The final draft – in the shape of two voluminous parliamentary Bills – will be submitted later this year and should be on the statute book before the end of the end of the year. Many of the existing criminal laws had been left untouched for almost half a century, according to Justice Minister Daniel Feetham, and to sort them out has been a major and complex task for the Government’s team of legal draftsmen.
Mr. Feetham - who initiated the Herculean project soon after he took office and has master-minded its course - recently described it as “the toughest task I’ve ever undertaken”. The two Bills stemming from the consultation process are the bulkiest ever prepared in Gibraltar, he adds.

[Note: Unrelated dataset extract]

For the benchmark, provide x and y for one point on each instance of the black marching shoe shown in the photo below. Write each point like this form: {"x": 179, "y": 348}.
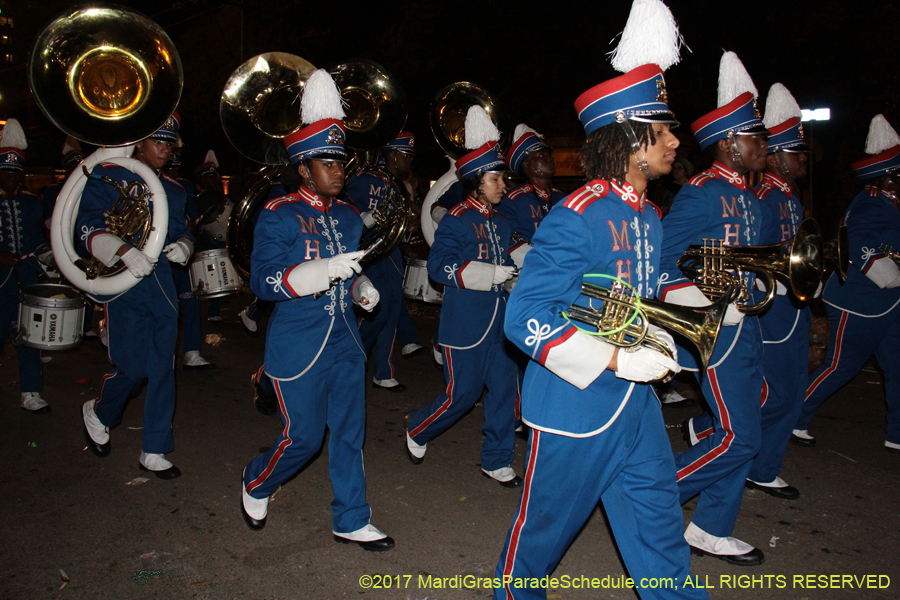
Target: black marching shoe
{"x": 778, "y": 489}
{"x": 361, "y": 537}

The four-man team led - by Mr. Feetham and including two government legal draftsmen as well as a specialist consultant - faced a need to harmonise Gibraltar’s criminal laws with current law enforcement legislation in Britain. The four have worked on preparing two Bills which, when enacted later this year, are expected to form a stronger and more resilient backbone of Gibraltar’s criminal laws. The texts of the Crimes Bill and Criminal Procedures and Evidence Bill, each comprise more than 500 pages.
A third document lays down practical guidelines for law enforcement officers and is also several hundred pages long.